Each oligonucleotide variant is tagged with a unique fluorescent
dye. The mixture is then incubated with DNA ligase, which will
covalently join primer extension products with only fluorescently
tagged oligonucleotides whose 3' base is complementary to the SNP.
Products are then resolved by size, with uniform fluorescence
indicating the same nucleotide at each allele and mixed
fluorescence indicating different bases between alleles at the SNP
location.
EXAMPLE 12
Multiplexed Analysis of Several SNPS in Multiple DNA Samples Using
Size Separation Display
[0404] PENTAmers from multiple individuals can be screened for SNPs
using either of the methods described in Examples 10 and 11. For
this application, the PENTAmers must contain a uniquely sized
portion of the A adaptor (FIG. 32). The PENTAmer source can thus be
identified by the difference in size of primer extension products.

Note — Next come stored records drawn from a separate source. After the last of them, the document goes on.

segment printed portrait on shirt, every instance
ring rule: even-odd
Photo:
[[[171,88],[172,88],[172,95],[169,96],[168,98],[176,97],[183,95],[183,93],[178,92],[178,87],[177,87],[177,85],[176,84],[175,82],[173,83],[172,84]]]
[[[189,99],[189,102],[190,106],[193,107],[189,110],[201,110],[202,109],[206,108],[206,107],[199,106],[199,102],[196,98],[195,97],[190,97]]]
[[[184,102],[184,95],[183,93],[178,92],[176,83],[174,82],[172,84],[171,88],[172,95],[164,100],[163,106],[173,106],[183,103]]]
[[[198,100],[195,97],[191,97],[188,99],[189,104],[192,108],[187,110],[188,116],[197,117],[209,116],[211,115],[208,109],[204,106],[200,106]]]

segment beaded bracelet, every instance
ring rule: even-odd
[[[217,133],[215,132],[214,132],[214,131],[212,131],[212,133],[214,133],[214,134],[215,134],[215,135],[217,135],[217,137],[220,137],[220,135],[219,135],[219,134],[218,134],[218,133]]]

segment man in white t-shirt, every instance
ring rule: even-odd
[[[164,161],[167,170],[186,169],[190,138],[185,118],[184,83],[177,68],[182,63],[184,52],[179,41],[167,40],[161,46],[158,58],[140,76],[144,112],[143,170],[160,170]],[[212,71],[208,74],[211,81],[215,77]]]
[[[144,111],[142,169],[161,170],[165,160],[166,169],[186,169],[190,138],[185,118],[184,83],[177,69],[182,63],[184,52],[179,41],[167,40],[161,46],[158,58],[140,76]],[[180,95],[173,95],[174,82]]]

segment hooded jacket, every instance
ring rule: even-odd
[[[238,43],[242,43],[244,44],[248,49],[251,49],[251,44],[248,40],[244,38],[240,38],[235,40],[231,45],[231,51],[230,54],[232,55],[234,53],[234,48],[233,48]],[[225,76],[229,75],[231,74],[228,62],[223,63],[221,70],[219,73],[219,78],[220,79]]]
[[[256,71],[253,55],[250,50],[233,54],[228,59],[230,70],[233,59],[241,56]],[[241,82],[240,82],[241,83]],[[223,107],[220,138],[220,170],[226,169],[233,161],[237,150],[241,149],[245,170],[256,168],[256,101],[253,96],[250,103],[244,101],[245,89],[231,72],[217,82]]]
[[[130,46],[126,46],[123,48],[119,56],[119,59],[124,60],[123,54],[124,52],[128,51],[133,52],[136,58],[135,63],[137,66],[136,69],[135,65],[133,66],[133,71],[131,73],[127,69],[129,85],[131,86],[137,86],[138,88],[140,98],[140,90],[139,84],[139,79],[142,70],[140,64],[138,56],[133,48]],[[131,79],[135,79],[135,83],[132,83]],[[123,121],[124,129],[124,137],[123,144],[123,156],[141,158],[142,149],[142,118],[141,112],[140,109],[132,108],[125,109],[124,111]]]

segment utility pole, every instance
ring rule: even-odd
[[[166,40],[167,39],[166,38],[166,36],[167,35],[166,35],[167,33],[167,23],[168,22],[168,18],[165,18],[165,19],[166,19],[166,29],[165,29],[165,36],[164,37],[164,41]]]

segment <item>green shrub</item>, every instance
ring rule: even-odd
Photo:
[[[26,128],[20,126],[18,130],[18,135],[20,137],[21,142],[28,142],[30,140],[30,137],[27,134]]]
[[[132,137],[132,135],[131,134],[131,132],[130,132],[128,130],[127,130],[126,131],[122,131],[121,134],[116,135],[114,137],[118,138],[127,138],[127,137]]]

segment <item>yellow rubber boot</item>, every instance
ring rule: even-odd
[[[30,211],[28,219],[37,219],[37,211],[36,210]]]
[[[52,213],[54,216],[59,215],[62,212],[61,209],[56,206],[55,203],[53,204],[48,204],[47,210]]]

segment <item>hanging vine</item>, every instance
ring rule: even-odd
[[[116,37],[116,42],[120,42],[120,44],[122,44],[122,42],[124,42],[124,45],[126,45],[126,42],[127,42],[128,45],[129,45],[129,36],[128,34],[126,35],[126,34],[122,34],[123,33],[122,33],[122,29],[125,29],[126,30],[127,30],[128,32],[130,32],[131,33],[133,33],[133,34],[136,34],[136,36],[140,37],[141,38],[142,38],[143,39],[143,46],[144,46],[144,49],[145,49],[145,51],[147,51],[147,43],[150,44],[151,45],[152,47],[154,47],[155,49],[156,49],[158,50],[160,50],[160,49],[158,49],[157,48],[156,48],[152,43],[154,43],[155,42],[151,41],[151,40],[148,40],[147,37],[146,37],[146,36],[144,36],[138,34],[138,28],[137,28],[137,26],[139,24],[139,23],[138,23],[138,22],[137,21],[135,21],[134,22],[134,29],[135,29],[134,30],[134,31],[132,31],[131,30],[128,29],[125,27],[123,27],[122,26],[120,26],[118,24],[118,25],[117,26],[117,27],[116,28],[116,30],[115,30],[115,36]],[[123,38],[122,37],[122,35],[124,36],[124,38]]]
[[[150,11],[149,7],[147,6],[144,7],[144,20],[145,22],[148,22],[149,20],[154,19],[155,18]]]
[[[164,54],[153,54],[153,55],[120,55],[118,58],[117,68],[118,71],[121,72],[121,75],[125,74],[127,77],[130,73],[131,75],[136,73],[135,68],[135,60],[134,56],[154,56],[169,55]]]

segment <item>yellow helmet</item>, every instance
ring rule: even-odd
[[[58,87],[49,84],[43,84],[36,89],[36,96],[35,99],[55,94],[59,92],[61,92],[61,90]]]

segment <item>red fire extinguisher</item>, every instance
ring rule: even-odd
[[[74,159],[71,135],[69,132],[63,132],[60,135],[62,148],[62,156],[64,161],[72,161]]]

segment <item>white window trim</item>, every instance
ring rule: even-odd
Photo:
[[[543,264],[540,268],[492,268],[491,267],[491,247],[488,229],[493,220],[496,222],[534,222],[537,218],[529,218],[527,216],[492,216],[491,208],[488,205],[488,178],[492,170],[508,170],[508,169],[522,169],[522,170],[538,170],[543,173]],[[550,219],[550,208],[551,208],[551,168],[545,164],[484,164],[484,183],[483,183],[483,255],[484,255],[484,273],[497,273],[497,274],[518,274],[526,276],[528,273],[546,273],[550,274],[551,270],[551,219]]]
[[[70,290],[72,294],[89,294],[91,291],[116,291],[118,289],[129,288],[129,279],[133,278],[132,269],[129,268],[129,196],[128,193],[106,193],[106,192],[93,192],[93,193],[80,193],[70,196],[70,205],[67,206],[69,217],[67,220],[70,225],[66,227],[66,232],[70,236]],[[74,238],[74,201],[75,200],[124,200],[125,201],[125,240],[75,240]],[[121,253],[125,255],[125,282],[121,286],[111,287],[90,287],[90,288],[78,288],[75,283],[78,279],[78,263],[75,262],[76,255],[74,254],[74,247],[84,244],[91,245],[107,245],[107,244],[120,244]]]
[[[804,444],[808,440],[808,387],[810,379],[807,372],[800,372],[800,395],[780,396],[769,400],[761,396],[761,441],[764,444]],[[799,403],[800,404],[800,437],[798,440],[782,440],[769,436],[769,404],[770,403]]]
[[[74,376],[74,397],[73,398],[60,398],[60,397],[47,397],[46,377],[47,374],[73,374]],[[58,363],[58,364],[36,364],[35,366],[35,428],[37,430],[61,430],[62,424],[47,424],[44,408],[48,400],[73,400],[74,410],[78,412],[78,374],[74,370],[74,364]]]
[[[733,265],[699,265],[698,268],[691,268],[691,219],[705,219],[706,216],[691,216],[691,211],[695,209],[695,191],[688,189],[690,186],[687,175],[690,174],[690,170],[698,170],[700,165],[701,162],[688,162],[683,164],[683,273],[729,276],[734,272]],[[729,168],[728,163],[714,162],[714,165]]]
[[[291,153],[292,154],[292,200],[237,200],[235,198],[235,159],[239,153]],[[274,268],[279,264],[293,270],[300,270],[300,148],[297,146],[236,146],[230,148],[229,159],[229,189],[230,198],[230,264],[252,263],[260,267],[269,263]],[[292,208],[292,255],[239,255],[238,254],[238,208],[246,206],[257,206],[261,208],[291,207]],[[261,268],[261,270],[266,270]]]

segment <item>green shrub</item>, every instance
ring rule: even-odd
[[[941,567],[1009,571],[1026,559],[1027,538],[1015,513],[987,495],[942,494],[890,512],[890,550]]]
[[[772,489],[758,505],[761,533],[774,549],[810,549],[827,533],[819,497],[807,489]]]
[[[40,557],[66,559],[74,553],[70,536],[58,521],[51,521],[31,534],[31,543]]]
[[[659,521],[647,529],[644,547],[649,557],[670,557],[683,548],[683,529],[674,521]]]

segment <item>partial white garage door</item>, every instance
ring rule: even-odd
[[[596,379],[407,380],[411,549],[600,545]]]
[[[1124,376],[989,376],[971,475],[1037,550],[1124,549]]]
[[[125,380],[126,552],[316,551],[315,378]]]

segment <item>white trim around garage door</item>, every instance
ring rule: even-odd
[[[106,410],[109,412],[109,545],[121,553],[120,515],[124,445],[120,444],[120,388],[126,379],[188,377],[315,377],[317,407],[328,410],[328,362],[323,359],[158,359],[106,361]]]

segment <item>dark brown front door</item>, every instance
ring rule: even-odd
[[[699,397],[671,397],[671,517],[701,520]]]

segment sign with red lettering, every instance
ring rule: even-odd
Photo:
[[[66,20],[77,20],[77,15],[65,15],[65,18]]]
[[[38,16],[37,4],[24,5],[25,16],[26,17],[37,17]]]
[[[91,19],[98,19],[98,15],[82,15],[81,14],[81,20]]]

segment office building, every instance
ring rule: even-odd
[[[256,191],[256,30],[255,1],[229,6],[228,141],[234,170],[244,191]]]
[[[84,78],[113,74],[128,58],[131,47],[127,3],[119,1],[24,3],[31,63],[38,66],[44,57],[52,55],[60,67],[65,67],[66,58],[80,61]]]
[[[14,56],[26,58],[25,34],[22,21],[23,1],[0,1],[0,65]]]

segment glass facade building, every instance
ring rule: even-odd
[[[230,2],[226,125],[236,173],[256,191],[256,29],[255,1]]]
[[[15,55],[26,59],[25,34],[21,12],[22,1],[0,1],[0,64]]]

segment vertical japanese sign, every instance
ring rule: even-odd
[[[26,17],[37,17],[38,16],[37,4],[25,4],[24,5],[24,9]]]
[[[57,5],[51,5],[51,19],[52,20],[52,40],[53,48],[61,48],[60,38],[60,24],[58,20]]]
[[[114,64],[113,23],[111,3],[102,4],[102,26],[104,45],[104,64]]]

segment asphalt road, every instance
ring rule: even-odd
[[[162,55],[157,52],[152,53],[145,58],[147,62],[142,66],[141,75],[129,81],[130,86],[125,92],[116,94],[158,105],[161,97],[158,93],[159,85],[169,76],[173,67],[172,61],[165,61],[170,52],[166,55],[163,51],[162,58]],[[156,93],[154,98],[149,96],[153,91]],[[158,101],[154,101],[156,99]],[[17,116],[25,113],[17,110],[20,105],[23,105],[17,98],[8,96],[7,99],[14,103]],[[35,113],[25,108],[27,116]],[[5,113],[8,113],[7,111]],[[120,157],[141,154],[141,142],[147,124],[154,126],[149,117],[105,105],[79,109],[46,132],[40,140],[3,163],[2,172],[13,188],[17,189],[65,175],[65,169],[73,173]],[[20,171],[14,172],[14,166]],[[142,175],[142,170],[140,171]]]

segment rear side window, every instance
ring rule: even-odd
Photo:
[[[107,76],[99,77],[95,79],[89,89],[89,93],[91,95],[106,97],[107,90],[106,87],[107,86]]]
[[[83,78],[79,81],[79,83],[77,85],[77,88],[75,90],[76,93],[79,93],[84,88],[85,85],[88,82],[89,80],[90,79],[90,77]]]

Products generated by either Example 10 or 11 are resolved by
electrophoresis resulting in clusters of products for each SNP
analyzed. For example, the product of SNP 1 analysis will be longer
than the product of SNP 2 analysis (FIG. 32). Within the pool of
SNP 1 products there are different sized products corresponding to
changes in the A adaptor. The A adaptor can contain 1 to 100 extra
bases or units of bases unique to each source, as shown in FIG. 32
This method will permit analysis of as many SNPs and unique sources
as long as products from each SNP will not overlap with size
variations in the A adaptors (i.e., the SNPs must be far enough
apart to prevent the clusters of products from A adaptor variation
from being the same size). The location of SNPs analyzed and the
number of DNA samples can be adjusted to ensure effective
resolution of products.
EXAMPLE 13
Detection of One SNP in Multiple DNA Samples by One Base Primer
Extension-Labeling Reaction and Hybridization to Oligo-Chip
[0405] A single SNP can be detected in DNA samples from multiple
individuals. PENTAmers from each individual must contain a unique
sequence tag with the A adaptor region. This tag is designated
A.sub.1 to A.sub.100 in FIG. 33A. A two-part oligonucleotide is
used to discriminate the SNP identity for each unique A adaptor
(FIGS. 33A and 33B). The 5' region of the two-part oligonucleotide
is complementary to the unique sequence tag within the A adaptor of
each source. Therefore, there is a unique two-part oligonucleotide
required for each DNA source. The second part of the two-part
oligonucleotide, consisting of the 3' region, is complementary to
the region located immediately 5' of the SNP of interest.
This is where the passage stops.